В памятный день на платформу вышли
двое. Первым выскочил из вагона высокий смуглый мужчина с кудрявой
шевелюрой и зоркими зелеными глазами. Надменный хитрый взгляд и
полные смешливые губы резко контрастировали между собой, но
приятные черты лица сглаживали впечатление и располагали. Он был
одет в неприметное поношенное пальто, в руке держал небольшой
саквояж и постоянно оглядывался.
Следом спустился светловолосый
парнишка лет двадцати со слепяще-голубыми глазами. Тонкий нос,
прищуренный взгляд, плотно сжатые губы и излишняя худоба юноши
сразу бросались в глаза. Он был слишком бледен, почти бесцветен, и
нарочито слаб, но его товарищ опускал глаза всякий раз, когда
встречался с ним взглядом.
А тем временем из соседних вагонов
выходили юноши и мужчины, которые незаметно смотрели в сторону
замешкавшихся парней, быстро перемигивались с бледным юношей и
торопились раствориться в толпе.
Теперь многие из того поезда стояли
среди митингующих, глядели вокруг и временами оборачивались,
разыскивая болезненного юношу, зеленоглазого мужчину и еще
кого-то.
Бледного юношу из поезда звали
Маркус.
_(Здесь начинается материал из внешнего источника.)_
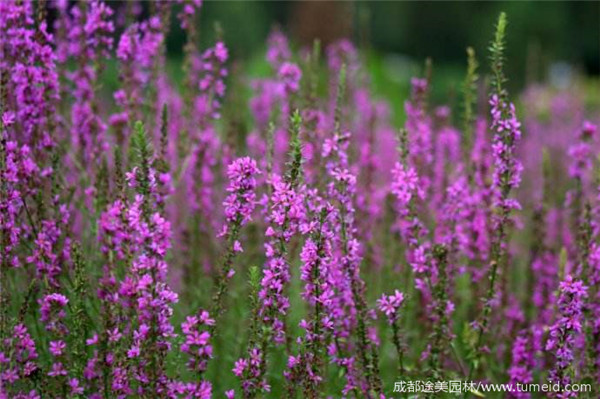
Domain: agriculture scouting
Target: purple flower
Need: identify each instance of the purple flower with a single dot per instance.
(389, 305)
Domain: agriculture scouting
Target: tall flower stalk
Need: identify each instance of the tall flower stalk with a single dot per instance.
(506, 177)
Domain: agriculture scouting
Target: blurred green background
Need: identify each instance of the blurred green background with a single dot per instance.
(548, 31)
(546, 40)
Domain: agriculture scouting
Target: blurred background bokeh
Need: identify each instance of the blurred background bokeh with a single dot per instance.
(547, 41)
(556, 43)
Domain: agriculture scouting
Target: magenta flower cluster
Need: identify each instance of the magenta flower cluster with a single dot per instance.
(184, 229)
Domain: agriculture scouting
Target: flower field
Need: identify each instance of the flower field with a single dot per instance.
(198, 231)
Обычно днем он появлялся редко, но сегодня загримировался,
выглядел еще моложе, был не белобрысым, а рыжим, и лениво играл
роль мальчишки-газетчика. Он прижался плечом к дому напротив собора
и всматривался в толпу. Обычно делал это, чтобы найти подходящие
тела для новой свиты. Но сегодня они были ему не нужны, — он просто
смотрел, чувствуя слабый охотничий азарт, и ждал.
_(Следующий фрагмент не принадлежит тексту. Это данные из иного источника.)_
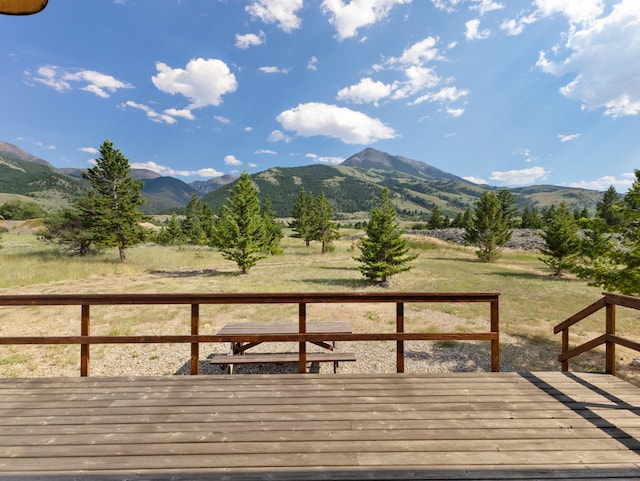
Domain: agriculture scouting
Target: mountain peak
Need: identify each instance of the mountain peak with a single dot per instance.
(374, 159)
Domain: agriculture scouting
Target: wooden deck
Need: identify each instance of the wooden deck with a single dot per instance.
(313, 427)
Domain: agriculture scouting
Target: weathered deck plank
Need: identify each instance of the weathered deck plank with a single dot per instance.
(309, 427)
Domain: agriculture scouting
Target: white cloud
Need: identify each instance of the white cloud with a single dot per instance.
(520, 177)
(281, 12)
(151, 113)
(366, 91)
(350, 126)
(273, 70)
(603, 60)
(171, 172)
(249, 40)
(231, 160)
(184, 113)
(420, 52)
(445, 94)
(603, 183)
(202, 81)
(347, 18)
(473, 31)
(278, 136)
(476, 180)
(325, 159)
(486, 6)
(62, 80)
(312, 64)
(568, 137)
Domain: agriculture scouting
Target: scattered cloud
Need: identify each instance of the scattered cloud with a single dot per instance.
(203, 81)
(250, 40)
(278, 136)
(603, 183)
(569, 137)
(351, 127)
(366, 91)
(601, 56)
(62, 80)
(312, 64)
(171, 172)
(476, 180)
(473, 31)
(151, 113)
(273, 70)
(486, 6)
(231, 160)
(520, 177)
(281, 12)
(325, 159)
(348, 18)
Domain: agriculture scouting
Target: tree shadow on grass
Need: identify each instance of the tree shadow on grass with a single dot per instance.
(191, 273)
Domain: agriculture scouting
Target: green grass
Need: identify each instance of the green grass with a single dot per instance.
(531, 300)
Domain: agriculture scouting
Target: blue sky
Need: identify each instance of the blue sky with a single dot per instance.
(502, 92)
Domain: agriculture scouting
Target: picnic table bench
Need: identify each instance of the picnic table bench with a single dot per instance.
(238, 354)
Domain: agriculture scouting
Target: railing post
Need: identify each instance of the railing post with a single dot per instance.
(565, 347)
(85, 330)
(399, 343)
(495, 343)
(195, 347)
(302, 329)
(610, 346)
Человеком Маркус был лишь отчасти. В
Российской Империи ему бы стоило называться упырем, в других
странах — акшар, стригой, ветал, вьесчи или еще какой-нибудь
ерундой. Сам он предпочитал — вампир — из будущего, в которое часто
заглядывал. Там, меньше чем через полвека, "вампир" будет у всех на
слуху, но пока еще каждый умудряется назвать подобных ему, как
хочет. Не помогло даже то, что в 1732г Маркус рассказал о вампирах
одному писаке. Правда, они тогда слишком напились, а наутро тот
решил, что тронулся умом и полюбившееся название осталось
дожидаться своего часа.
Вампир давно знал, что изменить в
будущем почти ничего нельзя, — вековой опыт научил. Зато можно было
что-то "оттуда" использовать в узком кругу "своих", не боясь
повлиять на мировую судьбу.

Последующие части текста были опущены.